Like a high-speed French train with wings
Looks a bit like a small DC8 (younger readers will need to research this)-especially in Alitalia colours-but without the nostrils. It’s Brazilian, so all Embraer destination airports are required to shave the grass either side of the runway.

Look! The wings are not swept back very sharply at all.

Oh shit, just noticed the engines are a bit squashed on the E190 too. But the underside is still far less flat than a 737’s. Also the underside of the pilots’ windscreens are all on the same level.
Bombardier C-Series
Fairly rare this, especially as it has now been bought by Airbus and is now the Airbus 220. Visual clue is a little cat-flap at the bottom of the tailplane. Probably with some Swiss Cheese nearby. Or it could be an APU inlet. Despite this being a very new aircraft, it sounds like a 1950 vacuum cleaner when reverse thrust is applied.
Nice curved nose like a dog or de Havilland Comet.
Fokker 50
Reminiscent of the 1950s- era Fokker Friendship. Mainly because it is a 1950s Fokker Friendship but the engines are different. And it has two nosewheels instead of one.
Handley-Page HP 42
One of the first successful airliners (cue Twitterstorm), this one knew what it was doing. Flying regularly from Croydon to Paris. There was no HP42 NewGen, Neo, Excel, or other such nonsense. The only modification was that the First Officer had to bring in the flagpole carrying the Ensign, before the aircraft took off. This machine also had a revolutionary Head-Up Display: The pilot’s looked up and checked that they were still following the Reigate-Ashford railway line, and thus pointing the correct way to Paris. Smoked Salmon sandwiches with the Captain. Ok, that doesn’t help you identify it, but there’s none left anyway. Just showing you what we’re missing……..
A lot of the others
If in doubt it’s probably one of the smaller Airbuses or a 737.
A320 family
Despite the best attempts by scientists no one can really tell an Airbus A318 from an A319, A320 or A320…and there’s even an A321. If you can read and recall just one of the following points you’re ahead of the pack (whether it’s a pack you’d let into your home remains a valid concern) .

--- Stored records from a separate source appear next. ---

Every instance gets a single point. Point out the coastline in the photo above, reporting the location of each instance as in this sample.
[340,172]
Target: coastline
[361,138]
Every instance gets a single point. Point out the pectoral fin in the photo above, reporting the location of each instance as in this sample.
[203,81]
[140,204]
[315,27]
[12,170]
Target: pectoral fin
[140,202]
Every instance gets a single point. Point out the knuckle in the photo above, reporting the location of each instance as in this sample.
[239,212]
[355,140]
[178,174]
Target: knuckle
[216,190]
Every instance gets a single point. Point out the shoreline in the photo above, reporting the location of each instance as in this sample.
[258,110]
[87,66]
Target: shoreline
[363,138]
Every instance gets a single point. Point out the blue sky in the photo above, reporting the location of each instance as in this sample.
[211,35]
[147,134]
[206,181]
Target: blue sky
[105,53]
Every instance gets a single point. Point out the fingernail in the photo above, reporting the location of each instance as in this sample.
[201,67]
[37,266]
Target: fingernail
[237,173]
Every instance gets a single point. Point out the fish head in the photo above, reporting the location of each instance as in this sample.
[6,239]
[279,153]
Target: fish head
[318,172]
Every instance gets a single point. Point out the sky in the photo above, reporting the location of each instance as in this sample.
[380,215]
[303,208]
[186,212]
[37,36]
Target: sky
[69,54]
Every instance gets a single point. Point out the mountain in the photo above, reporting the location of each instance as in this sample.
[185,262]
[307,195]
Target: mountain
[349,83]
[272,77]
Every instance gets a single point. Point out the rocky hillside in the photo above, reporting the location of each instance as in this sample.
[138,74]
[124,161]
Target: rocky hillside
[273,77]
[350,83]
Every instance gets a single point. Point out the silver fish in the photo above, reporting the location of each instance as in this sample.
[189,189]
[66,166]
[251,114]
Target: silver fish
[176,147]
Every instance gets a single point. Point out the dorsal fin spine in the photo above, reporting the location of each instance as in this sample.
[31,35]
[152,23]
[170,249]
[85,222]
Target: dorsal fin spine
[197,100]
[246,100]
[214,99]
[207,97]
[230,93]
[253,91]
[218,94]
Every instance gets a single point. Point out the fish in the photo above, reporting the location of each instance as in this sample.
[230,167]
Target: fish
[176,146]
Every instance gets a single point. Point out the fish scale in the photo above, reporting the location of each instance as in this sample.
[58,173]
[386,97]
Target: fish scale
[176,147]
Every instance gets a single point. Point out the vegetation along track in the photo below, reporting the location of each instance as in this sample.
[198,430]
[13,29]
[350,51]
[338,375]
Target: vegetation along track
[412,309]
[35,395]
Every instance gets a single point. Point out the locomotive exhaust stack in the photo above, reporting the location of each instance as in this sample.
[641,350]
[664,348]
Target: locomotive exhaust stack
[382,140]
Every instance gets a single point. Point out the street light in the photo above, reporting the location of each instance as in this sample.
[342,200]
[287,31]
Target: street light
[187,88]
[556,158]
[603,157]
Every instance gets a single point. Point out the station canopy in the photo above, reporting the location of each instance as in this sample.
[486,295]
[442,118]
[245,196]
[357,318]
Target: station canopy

A321 has four passenger doors and has sensible proportions. ‘Four lovely doors are lots of fun, this must a 321.’

As the rhyme says ‘Two emergency doors above the wing are plenty, this must be an A320.’

A319 – Rhyme ‘One emergency exit can be seen, between the two passenger doors of an A319.’

“Tiny and cute as a pug in heaven, windows forward only 11” The Rhyme for the A318 refers to the fact that moving forward from (but not including) the overwing emergency door there is 11 windows. It is very short and very cute with puppyish proportions. The two pictures above are not to scale, the A318 is shorter.